TopHat was a scientific experiment launched from McMurdo Station in January 2001 to measure the cosmic microwave background radiation produced 300,000 years after the Big Bang. The balloon was launched on January 2, 2001 and proceeded to fly for 644 hours over the continent of Antarctica before landing on January 31, 2001. The balloon flew over the continent 38 kilometers (125,000 ft) above the ground. The working payload was shut down on January 10, 2001 after the liquid cryogens cooling the detectors were exhausted, and the balloon simply circled the continent until it was safe to land. The vorticial winds that typically carry balloons around the continent dissipated part of the way through the flight, and the balloon had to be terminated in a suboptimal location.

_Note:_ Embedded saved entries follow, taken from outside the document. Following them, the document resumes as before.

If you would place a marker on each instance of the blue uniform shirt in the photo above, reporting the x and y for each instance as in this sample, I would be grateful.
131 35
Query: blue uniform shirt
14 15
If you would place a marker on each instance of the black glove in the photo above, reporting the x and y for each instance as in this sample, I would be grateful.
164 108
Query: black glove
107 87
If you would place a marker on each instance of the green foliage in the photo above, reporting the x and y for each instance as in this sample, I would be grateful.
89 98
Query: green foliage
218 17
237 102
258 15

The landing missed the targeted ice shelf by around one half mile, and while the discs containing the information were recovered safely using a Twin Otter, the gondola itself had not been recovered by August 2001.

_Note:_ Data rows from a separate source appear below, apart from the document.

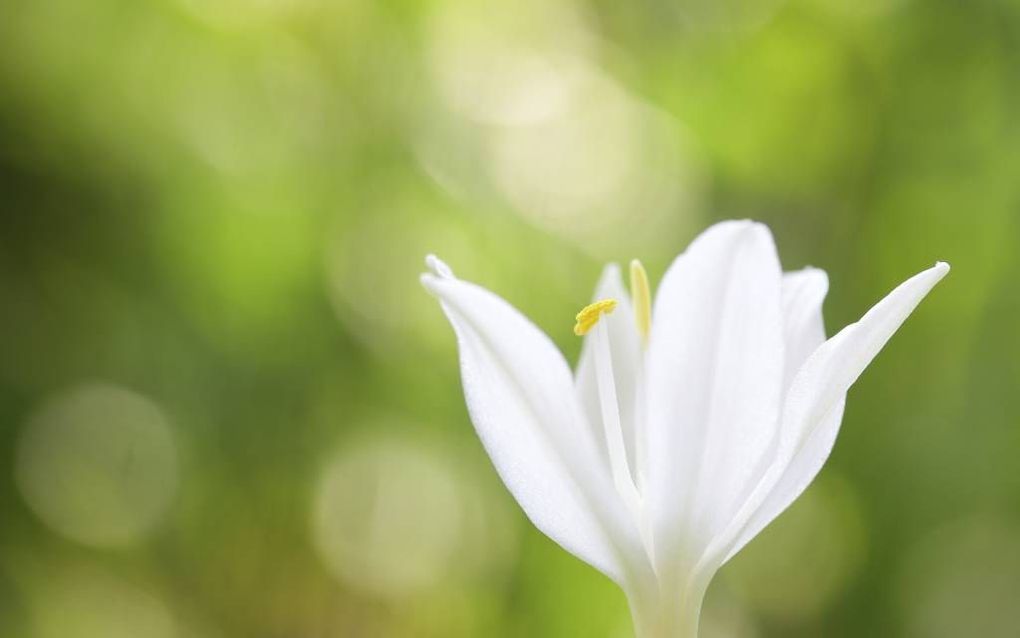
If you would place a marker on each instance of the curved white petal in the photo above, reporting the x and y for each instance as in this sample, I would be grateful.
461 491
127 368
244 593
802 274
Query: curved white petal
814 404
624 343
803 294
521 400
714 385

The telescope was called part of the "Submillimeter Astrophysics Experiment" for Dr. Edward Cheng of NASA’s Goddard Space Flight Center. It took roughly 6 years to build and deploy. It was built in association with NASA’s Goddard Space Flight Center, the University of Chicago, the University of Wisconsin–Madison and the Danish Space Research Institute. TopHat experiment was the first of its kind in that it placed the telescope on top of the actual balloon, where it rotated at a constant rate around a vertical axis and covered a 48-degree-diameter window of the sky. The placement allowed for the telescope to gain a unique view of the sky, with no obstructions. The balloon itself took up 29.5 million cubic feet (835,000 m^{3}) of space.

TopHat was built in part to follow up the observations of the BOOMERanG experiment which also studied the cosmic background radiation. TopHat was attempting to detect the clumpiness of matter, how much matter was in the universe, how the universe was expanding, and if it was indeed flat as had been observed by BOOMERANG. Around 300,000 years after the big bang, the temperature of the universe cooled enough so that hydrogen atoms formed and the photons of energy (the radiation of energy from the explosion) were able to escape and travel indefinitely. This oldest source of radiation has a temperature of 2.73 K and is uniform except for one part in 100,000 where the temperature is slightly different. The patchiness of matter indicates the earliest structures being formed in the universe and TopHat was designed to detect this patchiness on roughly degree scales.